Fake news is not a new concern, it dates back to Orson Welles creating mass panic with his radio broadcasts, however our fake news tends to be a simulation, copies for which there is no original– or in this case, news stories for which there is no source. She argues that there are three genres of fake news: Fake News 1.0 (satires of political theatre), Fake News 2.0 (asymmetrical disinformation warfare) and Fake News 3.0 (disparagement that undermines traditional news organizations.) Fake News 1.0 was actually helpful in some sense– it improved media literacy. Viewers of the Daily Show and the Colbert Report tended to do well on news quizzes and were more equipped to identify satire. The problem is that people care less about the source and focus more and more on the content, which is to say that they care less about the context and more about the content.
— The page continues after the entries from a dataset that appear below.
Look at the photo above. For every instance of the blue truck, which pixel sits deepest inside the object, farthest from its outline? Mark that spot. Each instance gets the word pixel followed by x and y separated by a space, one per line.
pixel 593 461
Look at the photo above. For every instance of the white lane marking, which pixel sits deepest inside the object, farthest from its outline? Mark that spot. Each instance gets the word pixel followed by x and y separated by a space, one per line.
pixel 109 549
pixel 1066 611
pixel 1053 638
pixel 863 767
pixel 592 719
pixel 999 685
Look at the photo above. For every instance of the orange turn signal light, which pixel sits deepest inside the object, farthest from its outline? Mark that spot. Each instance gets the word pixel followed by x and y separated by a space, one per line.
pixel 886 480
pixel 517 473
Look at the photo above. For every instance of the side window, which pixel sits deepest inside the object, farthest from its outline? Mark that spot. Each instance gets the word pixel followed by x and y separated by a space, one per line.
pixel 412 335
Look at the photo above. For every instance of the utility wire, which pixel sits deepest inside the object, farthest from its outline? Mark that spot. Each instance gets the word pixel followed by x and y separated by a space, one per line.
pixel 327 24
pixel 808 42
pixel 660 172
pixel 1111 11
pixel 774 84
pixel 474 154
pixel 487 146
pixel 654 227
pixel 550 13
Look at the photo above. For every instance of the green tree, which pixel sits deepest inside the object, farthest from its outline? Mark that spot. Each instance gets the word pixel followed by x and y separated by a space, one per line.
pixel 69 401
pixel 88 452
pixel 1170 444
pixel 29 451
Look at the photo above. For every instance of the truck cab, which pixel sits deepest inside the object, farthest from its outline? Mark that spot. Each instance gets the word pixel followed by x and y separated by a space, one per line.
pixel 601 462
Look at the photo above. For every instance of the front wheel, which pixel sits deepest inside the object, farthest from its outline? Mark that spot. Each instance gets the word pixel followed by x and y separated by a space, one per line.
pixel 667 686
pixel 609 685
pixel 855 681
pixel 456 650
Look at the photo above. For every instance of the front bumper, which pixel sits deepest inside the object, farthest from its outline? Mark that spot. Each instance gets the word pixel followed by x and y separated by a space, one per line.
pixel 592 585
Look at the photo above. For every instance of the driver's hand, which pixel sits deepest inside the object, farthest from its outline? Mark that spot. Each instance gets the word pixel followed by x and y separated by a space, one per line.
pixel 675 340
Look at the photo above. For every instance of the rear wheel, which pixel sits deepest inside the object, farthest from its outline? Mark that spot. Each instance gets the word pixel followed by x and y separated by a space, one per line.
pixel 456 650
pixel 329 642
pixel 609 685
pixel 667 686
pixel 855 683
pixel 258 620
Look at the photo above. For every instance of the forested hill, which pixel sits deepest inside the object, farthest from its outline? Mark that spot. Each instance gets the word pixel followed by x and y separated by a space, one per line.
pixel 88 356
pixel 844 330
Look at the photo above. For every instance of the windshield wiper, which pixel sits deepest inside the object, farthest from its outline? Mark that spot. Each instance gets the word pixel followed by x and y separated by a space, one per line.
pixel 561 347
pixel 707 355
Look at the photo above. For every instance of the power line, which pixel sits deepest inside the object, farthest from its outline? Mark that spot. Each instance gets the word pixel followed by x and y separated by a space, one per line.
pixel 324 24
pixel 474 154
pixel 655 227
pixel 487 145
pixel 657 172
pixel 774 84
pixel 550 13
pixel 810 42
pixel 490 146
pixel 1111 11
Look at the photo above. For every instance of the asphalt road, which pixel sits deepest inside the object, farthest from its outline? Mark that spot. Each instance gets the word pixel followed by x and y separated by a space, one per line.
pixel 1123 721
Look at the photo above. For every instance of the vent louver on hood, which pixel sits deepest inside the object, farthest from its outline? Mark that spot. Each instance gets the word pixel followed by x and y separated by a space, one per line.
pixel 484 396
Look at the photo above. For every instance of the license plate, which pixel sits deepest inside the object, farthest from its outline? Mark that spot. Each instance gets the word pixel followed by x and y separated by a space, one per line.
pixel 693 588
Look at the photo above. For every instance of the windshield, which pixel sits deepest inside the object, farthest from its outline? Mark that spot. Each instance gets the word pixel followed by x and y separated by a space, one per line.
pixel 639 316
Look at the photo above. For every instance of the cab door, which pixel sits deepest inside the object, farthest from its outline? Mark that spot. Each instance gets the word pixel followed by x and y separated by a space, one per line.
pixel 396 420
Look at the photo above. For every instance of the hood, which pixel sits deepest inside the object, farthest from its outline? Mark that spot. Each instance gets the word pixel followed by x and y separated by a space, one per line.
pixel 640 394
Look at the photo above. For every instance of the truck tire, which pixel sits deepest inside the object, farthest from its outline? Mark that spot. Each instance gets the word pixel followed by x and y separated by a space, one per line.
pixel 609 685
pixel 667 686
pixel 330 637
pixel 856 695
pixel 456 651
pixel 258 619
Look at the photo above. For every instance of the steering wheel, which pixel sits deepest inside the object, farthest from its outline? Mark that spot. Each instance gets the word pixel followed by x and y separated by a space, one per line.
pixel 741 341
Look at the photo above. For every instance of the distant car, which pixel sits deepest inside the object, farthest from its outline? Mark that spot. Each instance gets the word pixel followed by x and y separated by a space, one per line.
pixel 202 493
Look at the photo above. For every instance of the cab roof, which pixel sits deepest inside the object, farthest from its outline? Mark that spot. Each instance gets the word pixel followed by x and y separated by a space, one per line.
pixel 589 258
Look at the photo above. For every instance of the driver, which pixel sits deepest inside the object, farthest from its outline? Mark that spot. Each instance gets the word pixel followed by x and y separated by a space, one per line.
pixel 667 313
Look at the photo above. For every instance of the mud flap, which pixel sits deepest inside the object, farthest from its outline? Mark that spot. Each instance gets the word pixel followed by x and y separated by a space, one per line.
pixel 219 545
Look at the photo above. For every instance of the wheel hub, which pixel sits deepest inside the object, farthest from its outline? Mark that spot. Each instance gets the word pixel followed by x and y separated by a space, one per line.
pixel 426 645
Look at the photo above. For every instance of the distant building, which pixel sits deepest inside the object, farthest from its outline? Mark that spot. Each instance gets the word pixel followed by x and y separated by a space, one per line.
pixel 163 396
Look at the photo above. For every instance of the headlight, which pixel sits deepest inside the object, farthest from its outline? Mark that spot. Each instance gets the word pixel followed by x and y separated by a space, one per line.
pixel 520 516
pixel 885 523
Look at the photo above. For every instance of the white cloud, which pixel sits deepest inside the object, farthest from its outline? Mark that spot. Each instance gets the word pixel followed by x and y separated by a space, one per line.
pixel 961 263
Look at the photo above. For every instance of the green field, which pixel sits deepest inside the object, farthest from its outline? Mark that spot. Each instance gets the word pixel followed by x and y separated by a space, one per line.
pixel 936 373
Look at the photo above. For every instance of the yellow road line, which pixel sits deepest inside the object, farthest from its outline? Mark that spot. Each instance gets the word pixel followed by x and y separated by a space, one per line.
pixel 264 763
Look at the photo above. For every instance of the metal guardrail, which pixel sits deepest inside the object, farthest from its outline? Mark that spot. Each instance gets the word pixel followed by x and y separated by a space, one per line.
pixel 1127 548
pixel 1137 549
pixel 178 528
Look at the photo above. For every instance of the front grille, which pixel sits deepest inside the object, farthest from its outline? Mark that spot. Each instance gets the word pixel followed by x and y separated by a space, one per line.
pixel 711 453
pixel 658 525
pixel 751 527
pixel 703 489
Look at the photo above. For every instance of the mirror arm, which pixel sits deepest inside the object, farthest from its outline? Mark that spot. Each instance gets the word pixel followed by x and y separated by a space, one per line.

In our current moment of Fake News 3.0, Losh argues that there is confusion about what fake news is. There is cause to doubt traditional news sources and, therefore, people become confused about basic facts. She proposes three trends which may explain our issue with fake news: authority is replaced by authorization, authenticity is replaced by authentication and veracity is replaced by verification. Finally, she offered a few solutions to fake news: technology companies created the problem, therefore they should be in charge of creating solutions; teach media literacy and news literacy early and often; and fund the humanities, because knowing history, rhetoric, philosophy and foreign languages helps in identifying fake news stories.

Professor Losh ended her lecture by shouting out the Equality Lab fellows (I am one) and the Race, Memory and the Digital Humanities Symposium, which I wrote about last semester. Hilariously, the picture that she chose to represent RMDH with was one of me flashing my conference badge and smiling like a goofball. The picture (which several of my colleagues made sure to take snapshots of) stayed on the screen throughout the entire Q&A section. It was mildly mortifying but also hilarious and had been done with good will.

Professor Losh ending with a picture of me made me start think about her commitment to mentorship. Yes, she is a prolific scholar; yes, she is basically an academic rockstar; but she doesn’t get nearly enough credit for the work she does with her students. When Adrienne, Ashley and I came to her with a partially formed syllabus for an independent study on comics, Professor Losh did us one better and turned our independent study into a real class that would show up on our transcripts. She makes sure her students and Equality Lab fellows have access to scholars in our fields so we can ask them questions and share our own work with them. (She’s also willing to give you a little nudge when you might otherwise be too shy to share on your own. [Me. All the time.]) She makes sure that we have a physical space to work and create together. She gives you lengthy, but kind, feedback on your writing with the sole purpose helping you get better. Stick around long enough, she’ll present you with all kinds of opportunities you would have never thought imaginable and, best of all, she gives really great pep talks.

For the last few weeks (or much of the semester, take your pick), I had been feeling completely burnt out and utterly uninspired. I talked incessantly of quitting grad school– taking my MA degree and hightailing it out of her to pursue a glamorous (though admittedly not lucrative) career in publishing or editing in a city like D.C. or Richmond. I hated going to class, I hated reading for class, I hated talking to people, I hated being here. I had talked to everyone I knew about quitting, including my advisor– everyone, that is, except Liz. I had avoided talking to her because I knew if I did, she’d make me stay. Professor Losh was the one person I knew who would be able to talk some sense into me and I wanted to leave so badly I didn’t want to hear sense.

Sure enough, it took a quick chat with her and a week off to help me clear my head.

Ever since, I’ve been trudging along with a little more determination in my heart. I still don’t know if I can finish this whole PhD game, but I do at least know I can finish this semester. This graduate school game is wild, but good mentorship, like what I get from Professor Losh, and a strong support system can pull you through.